La situation dans cette région montagneuse, à la végétation dense, où se sont
réfugiées plusieurs centaines de milliers de personnes (800.000, selon les
estimations des militaires français) est en effet extrêmement confuse.
Les renseignements encore parcellaires recueillis par l'état-major de
"Turquoise" montrent que des unités des rebelles du Front patriotique rwandais
(FPR, dominé par les Tutsis) ont largement dépassé la ligne sur laquelle
l'armée gouvernementale (essentiellement hutue) tient encore des positions, à
environ 50 km à l'est de la frontière zaïroise. Selon plusieurs officiers
supérieurs des forces spéciales, des éléments du FPR font des incursions
jusqu'aux rives du lac Kivu au milieu duquel passe la frontière entre le Rwanda
et le Zaïre.
Ainsi, à Gishyita, une localité qui domine le lac, les 50 hommes du commando de
Marine Trépel, la dizaine du 13ème RDP (régiment de dragons parachutistes), les
quatre gendarmes de l'escadron parachutiste d'intervention de la Gendarmerie
nationale (EPIGN) et les deux du groupe d'intervention de la Gendarmerie
nationale (GIGN) ont expliqué à M. Léotard qu'à 3 ou 4 km à vol d'oiseau de
leur petit poste situé à 1.700 m d'altitude, se trouvent entre 1.000 et 2.000
Rwandais "fortement armés".
Tous les renseignements recueillis auprès de la population et "d'autres
sources", selon un offcier, donnent à penser qu'il s'agit de combattants du
FPR.
"Reconnaissance"
Les nageurs de combat du commando Trépel, qui sont arrivés lundi à Gishyita,
observent ces hommes grâce à des lunettes de visée nocturne de missiles
anti-chars Milan. Ils suivent leurs déplacements dans les collines dont
l'altitude oscille entre 1.500 et plus de 2.000 m et les voient positionner
leur artillerie. Toutefois, ils n'ont pu encore acquérir la "certitude" qu'il
s'agit bien du FPR.
"Récemment", les Français ont entendu un "accrochage armé dans les collines, ce
qui tend à prouver que rebelles et gouvernementaux sont dans le secteur.
Plusieurs "sources" ont rapporté aux militaires français que plusieurs
centaines, voire 3.000 Tutsis qui ont fui les massacres perpétrés par les Hutus
dans le centre du Rwanda, sont bloqués et recherchés par des soldats
gouvernementaux et des miliciens hutus sur les flancs du mont Karongi, à 8 ou 9
km à vol d'oiseau du poste du commando Trépel. Les militaires français ont
indiqué au ministre qu'ils allaient y faire une "reconnaissance" jeudi, sans
savoir qui ils allaient rencontrer ni comment ils seraient accueillis.

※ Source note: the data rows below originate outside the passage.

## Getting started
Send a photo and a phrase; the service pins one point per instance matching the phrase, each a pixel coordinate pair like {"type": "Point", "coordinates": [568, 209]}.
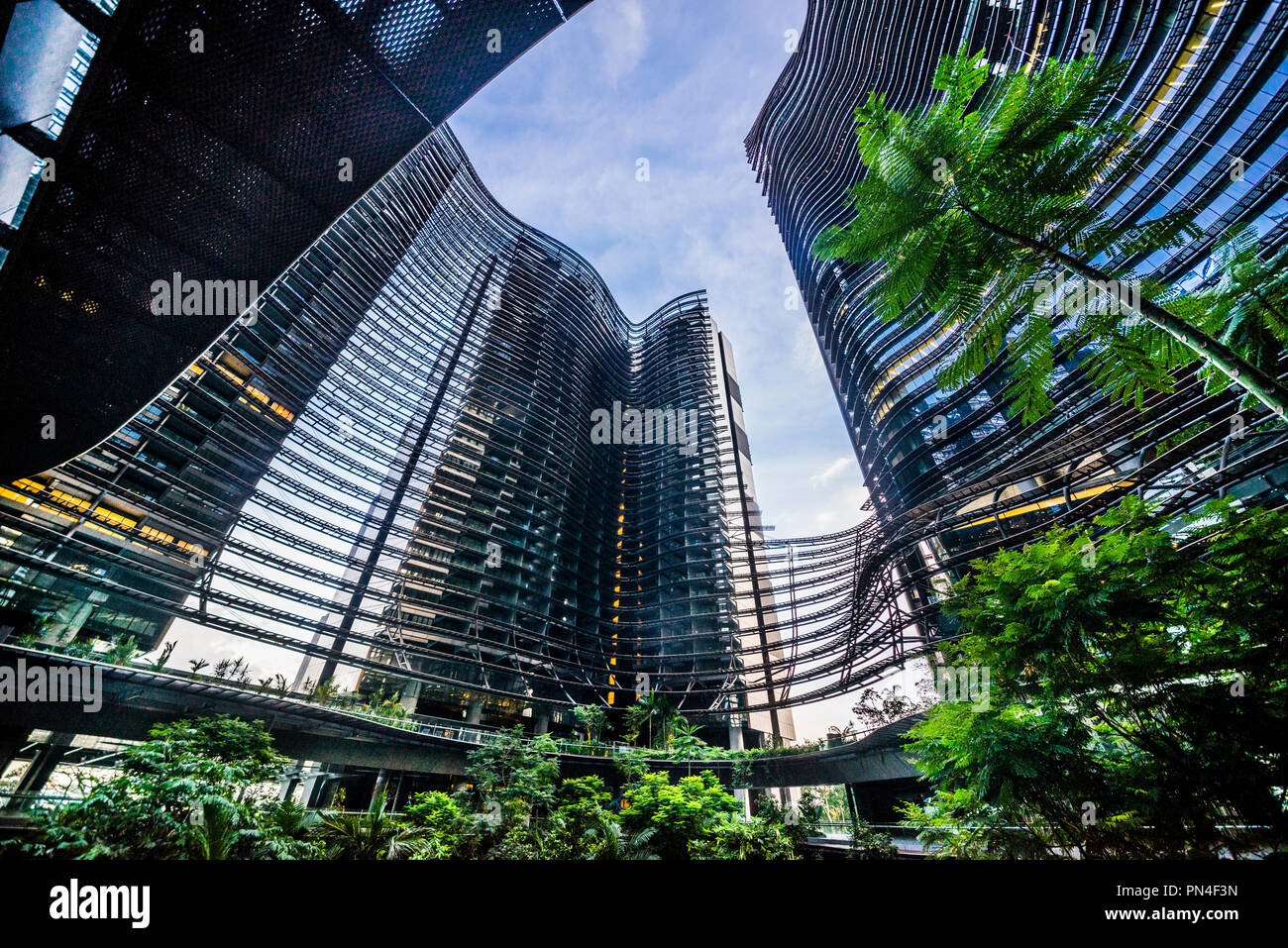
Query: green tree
{"type": "Point", "coordinates": [194, 789]}
{"type": "Point", "coordinates": [669, 817]}
{"type": "Point", "coordinates": [973, 206]}
{"type": "Point", "coordinates": [519, 776]}
{"type": "Point", "coordinates": [655, 716]}
{"type": "Point", "coordinates": [375, 833]}
{"type": "Point", "coordinates": [584, 824]}
{"type": "Point", "coordinates": [1137, 693]}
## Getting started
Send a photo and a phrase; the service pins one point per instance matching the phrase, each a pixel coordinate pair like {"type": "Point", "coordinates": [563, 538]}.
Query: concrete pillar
{"type": "Point", "coordinates": [318, 789]}
{"type": "Point", "coordinates": [40, 769]}
{"type": "Point", "coordinates": [741, 793]}
{"type": "Point", "coordinates": [410, 695]}
{"type": "Point", "coordinates": [286, 790]}
{"type": "Point", "coordinates": [381, 782]}
{"type": "Point", "coordinates": [12, 740]}
{"type": "Point", "coordinates": [67, 621]}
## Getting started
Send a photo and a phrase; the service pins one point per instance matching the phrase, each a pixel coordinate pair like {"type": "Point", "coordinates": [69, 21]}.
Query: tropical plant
{"type": "Point", "coordinates": [592, 719]}
{"type": "Point", "coordinates": [1137, 693]}
{"type": "Point", "coordinates": [214, 769]}
{"type": "Point", "coordinates": [677, 814]}
{"type": "Point", "coordinates": [977, 204]}
{"type": "Point", "coordinates": [655, 716]}
{"type": "Point", "coordinates": [374, 833]}
{"type": "Point", "coordinates": [879, 707]}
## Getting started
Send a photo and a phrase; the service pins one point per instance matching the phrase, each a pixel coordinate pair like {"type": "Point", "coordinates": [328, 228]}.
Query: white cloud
{"type": "Point", "coordinates": [622, 37]}
{"type": "Point", "coordinates": [832, 471]}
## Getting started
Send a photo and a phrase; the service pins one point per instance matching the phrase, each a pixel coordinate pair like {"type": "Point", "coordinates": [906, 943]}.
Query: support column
{"type": "Point", "coordinates": [290, 782]}
{"type": "Point", "coordinates": [40, 769]}
{"type": "Point", "coordinates": [12, 740]}
{"type": "Point", "coordinates": [410, 695]}
{"type": "Point", "coordinates": [381, 782]}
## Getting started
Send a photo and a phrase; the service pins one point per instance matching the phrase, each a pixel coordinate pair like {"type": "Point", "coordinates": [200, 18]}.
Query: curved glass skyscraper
{"type": "Point", "coordinates": [438, 454]}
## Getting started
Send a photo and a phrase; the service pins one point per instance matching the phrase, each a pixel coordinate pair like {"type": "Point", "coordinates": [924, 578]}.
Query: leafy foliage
{"type": "Point", "coordinates": [1138, 693]}
{"type": "Point", "coordinates": [977, 207]}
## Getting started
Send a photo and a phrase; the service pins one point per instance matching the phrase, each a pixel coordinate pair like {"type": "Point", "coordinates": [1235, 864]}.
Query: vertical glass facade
{"type": "Point", "coordinates": [437, 455]}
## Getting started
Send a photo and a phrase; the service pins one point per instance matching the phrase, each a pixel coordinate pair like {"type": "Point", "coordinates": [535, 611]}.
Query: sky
{"type": "Point", "coordinates": [559, 138]}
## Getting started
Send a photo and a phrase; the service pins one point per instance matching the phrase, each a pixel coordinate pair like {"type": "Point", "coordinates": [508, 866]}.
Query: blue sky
{"type": "Point", "coordinates": [557, 138]}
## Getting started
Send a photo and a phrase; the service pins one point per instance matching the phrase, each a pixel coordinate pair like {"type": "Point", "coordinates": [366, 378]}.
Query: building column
{"type": "Point", "coordinates": [314, 793]}
{"type": "Point", "coordinates": [381, 782]}
{"type": "Point", "coordinates": [410, 695]}
{"type": "Point", "coordinates": [286, 790]}
{"type": "Point", "coordinates": [741, 793]}
{"type": "Point", "coordinates": [40, 769]}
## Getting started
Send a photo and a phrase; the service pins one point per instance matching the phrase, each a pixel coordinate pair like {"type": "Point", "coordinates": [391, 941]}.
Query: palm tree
{"type": "Point", "coordinates": [973, 210]}
{"type": "Point", "coordinates": [653, 712]}
{"type": "Point", "coordinates": [370, 835]}
{"type": "Point", "coordinates": [219, 830]}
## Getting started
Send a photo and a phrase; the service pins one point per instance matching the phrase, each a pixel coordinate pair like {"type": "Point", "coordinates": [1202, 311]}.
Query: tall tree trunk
{"type": "Point", "coordinates": [1254, 381]}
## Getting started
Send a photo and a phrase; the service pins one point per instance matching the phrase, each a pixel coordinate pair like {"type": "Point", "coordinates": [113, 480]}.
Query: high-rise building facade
{"type": "Point", "coordinates": [214, 141]}
{"type": "Point", "coordinates": [951, 474]}
{"type": "Point", "coordinates": [437, 454]}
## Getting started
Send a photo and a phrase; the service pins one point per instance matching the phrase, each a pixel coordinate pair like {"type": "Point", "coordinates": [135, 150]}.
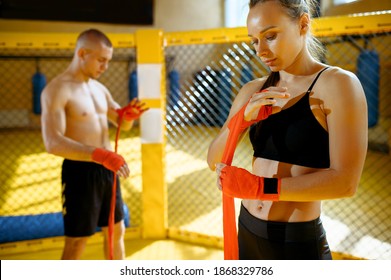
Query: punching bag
{"type": "Point", "coordinates": [368, 72]}
{"type": "Point", "coordinates": [39, 82]}
{"type": "Point", "coordinates": [224, 101]}
{"type": "Point", "coordinates": [173, 77]}
{"type": "Point", "coordinates": [132, 85]}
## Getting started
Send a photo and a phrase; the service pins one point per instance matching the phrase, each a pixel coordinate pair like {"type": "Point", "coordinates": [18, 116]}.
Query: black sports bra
{"type": "Point", "coordinates": [293, 136]}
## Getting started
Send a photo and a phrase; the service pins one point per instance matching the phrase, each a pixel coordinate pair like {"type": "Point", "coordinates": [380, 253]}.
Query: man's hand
{"type": "Point", "coordinates": [111, 161]}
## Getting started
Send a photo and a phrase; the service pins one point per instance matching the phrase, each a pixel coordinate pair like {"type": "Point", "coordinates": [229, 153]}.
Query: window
{"type": "Point", "coordinates": [235, 13]}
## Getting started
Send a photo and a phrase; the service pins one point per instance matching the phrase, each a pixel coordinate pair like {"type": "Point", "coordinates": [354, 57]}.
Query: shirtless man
{"type": "Point", "coordinates": [76, 109]}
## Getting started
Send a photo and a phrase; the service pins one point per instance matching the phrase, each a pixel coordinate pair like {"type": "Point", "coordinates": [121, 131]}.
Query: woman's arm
{"type": "Point", "coordinates": [347, 122]}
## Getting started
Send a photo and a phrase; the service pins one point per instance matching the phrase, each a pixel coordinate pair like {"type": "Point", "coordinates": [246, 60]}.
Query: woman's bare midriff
{"type": "Point", "coordinates": [282, 211]}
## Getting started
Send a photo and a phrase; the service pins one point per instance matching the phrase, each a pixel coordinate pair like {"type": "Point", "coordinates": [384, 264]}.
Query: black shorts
{"type": "Point", "coordinates": [267, 240]}
{"type": "Point", "coordinates": [86, 197]}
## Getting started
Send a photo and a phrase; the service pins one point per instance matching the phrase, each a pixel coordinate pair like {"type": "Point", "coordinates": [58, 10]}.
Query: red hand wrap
{"type": "Point", "coordinates": [131, 112]}
{"type": "Point", "coordinates": [238, 182]}
{"type": "Point", "coordinates": [238, 118]}
{"type": "Point", "coordinates": [108, 159]}
{"type": "Point", "coordinates": [236, 126]}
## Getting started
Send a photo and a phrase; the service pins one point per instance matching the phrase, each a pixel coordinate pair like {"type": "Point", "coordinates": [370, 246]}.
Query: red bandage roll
{"type": "Point", "coordinates": [236, 126]}
{"type": "Point", "coordinates": [238, 182]}
{"type": "Point", "coordinates": [108, 159]}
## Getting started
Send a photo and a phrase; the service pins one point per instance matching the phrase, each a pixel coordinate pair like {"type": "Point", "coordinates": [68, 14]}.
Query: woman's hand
{"type": "Point", "coordinates": [219, 167]}
{"type": "Point", "coordinates": [266, 97]}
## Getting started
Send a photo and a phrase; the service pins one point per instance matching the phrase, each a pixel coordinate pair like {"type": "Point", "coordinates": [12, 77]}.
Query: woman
{"type": "Point", "coordinates": [311, 137]}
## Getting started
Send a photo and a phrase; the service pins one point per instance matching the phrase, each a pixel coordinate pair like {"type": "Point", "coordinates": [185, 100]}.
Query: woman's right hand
{"type": "Point", "coordinates": [266, 97]}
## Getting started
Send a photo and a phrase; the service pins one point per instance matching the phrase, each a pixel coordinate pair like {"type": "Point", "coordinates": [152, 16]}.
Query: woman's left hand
{"type": "Point", "coordinates": [219, 167]}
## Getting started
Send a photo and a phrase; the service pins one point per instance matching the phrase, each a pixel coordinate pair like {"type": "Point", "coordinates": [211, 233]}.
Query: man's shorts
{"type": "Point", "coordinates": [86, 197]}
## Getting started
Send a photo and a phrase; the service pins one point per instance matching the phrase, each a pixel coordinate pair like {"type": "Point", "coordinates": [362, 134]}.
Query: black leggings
{"type": "Point", "coordinates": [267, 240]}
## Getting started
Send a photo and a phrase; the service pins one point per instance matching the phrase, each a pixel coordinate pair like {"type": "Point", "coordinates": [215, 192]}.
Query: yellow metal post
{"type": "Point", "coordinates": [151, 90]}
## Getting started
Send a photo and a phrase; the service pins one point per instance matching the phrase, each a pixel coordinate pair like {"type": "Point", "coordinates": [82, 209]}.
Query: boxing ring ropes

Dans les deux autres localités de l'ouest du Rwanda visitées par M. Léotard
--Nyarushishi où bivoaquent notamment une cinquantaine d'hommes du 1er RPIMa
(régiment parachutiste de l'infanterie de marine) et Kibuye, où sont implantés
autant de fusiliers commandos de l'air-- les exposés qu'il a entendus faisaient
état d'une situation aussi confuse et délicate.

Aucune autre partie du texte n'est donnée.